This report assesses the prospects for residential solar, batteries and electric vehicles (EVs) in Britain and Germany. These technologies are expected to be at the centre of global energy system disruption in the future, because of declining costs and their close fit with a global energy system increasingly transitioning towards decarbonisation, decentralisation, digitalisation and democratisation. Strong mutual benefits make these technologies even more disruptive together than in isolation. The potential contribution of battery storage towards the electrification of mobility and heating further increases its relevance and impact.
Our focus is on Britain and Germany, as two of the top four solar and EV markets in Europe. As time goes on, it is expected to see even bigger opportunities in southern European and emerging economies. Like many European countries, both Britain and Germany are now reducing support for solar power, potentially slowing the transition to renewables. Britain ended all residential solar subsidies as of March 31, 2019 and support is steadily falling in Germany, and could be phased out under present guidelines, in the second half of 2020.

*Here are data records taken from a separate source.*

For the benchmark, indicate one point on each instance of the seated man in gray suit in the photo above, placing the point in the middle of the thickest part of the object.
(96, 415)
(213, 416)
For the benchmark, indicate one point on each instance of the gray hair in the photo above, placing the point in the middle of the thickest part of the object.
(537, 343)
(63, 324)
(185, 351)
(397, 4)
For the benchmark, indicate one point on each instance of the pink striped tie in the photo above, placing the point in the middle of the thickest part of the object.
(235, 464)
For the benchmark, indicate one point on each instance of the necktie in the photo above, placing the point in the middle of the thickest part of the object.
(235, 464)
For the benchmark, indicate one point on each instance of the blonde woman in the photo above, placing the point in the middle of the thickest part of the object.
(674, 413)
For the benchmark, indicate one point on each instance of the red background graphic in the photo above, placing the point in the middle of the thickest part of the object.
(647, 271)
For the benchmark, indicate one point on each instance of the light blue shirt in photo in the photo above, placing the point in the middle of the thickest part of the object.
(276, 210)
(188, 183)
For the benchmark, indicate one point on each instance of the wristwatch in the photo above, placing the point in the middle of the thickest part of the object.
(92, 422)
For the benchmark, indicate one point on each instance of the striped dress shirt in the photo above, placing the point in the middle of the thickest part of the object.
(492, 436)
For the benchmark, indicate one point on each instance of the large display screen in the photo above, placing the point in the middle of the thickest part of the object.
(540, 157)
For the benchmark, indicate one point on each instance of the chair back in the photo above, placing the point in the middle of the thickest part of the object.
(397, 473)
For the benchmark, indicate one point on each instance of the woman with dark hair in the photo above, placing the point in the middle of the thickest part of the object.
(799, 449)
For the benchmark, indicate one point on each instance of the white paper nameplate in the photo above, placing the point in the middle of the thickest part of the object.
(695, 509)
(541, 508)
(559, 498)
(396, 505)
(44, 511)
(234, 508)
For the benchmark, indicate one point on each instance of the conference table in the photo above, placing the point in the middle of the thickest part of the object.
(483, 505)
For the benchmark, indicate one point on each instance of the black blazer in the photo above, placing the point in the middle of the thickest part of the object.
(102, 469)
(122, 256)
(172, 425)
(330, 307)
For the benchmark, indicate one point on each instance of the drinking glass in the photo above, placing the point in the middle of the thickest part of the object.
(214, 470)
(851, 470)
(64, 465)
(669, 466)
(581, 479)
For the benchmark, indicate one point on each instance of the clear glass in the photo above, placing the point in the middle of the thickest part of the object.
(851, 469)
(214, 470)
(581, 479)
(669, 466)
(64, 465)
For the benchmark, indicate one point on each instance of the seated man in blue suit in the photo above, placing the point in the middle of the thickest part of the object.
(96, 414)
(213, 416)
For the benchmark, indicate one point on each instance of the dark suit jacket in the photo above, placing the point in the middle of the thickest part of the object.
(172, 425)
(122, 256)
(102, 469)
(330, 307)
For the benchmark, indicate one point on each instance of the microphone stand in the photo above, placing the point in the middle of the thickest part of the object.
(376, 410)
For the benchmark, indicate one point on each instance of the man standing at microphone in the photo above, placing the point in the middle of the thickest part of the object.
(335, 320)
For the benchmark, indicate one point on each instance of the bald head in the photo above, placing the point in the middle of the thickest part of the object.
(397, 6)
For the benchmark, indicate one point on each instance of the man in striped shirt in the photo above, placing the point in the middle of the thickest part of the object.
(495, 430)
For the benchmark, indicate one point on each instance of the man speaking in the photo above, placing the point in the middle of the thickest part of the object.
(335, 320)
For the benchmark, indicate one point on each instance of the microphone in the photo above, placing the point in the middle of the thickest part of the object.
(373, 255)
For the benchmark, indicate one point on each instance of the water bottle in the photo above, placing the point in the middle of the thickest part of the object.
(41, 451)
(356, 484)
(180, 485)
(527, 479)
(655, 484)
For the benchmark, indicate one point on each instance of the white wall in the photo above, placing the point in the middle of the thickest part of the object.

This report looks at opportunities for near-term growth in the residential solar, battery storage and EV markets. The authors show that batteries and EVs can boost the economics of rooftop solar, by enabling households to use more of the solar power they produce, thereby increasing savings on their electricity bills. These savings rise over time, as the cost of rooftop solar, batteries and EVs falls. In addition, we review how regulators can reform grid services markets, to put these technologies on a level playing field with conventional generation, which further boosts income. While not a focus of this report, we note that smarter domestic tariffs that reward consumers for using off-peak power can further drive demand, as will smarter EV chargers that contribute towards grid stability.
The authors' analytical approach was to estimate how many years of electricity bill, road fuel and other savings it would take for households to recoup their initial investment on various combinations of solar, batteries and EVs. Such payback periods are a useful measure familiar to households making these investment decisions. The models were developed using actual cost data as provided by a range of solar, battery and EV providers in Britain and Germany. Various cost reduction assumptions were made to calculate the payback periods for new projects through 2030.
- Solar feed-in tariffs and higher retail power prices in Germany result in far shorter payback periods for residential solar systems.
- Smart devices almost halve solar payback periods in Britain.
- Adding an EV and/or battery system reduces solar payback periods in Britain.
- Solar-battery-EV systems presently compete on an unlevel playing field in grid services markets.
- Combined solar-battery-EV systems could quickly become an obvious choice for households with available roof-space and EV home-charging if the cost reduction assumptions bear out.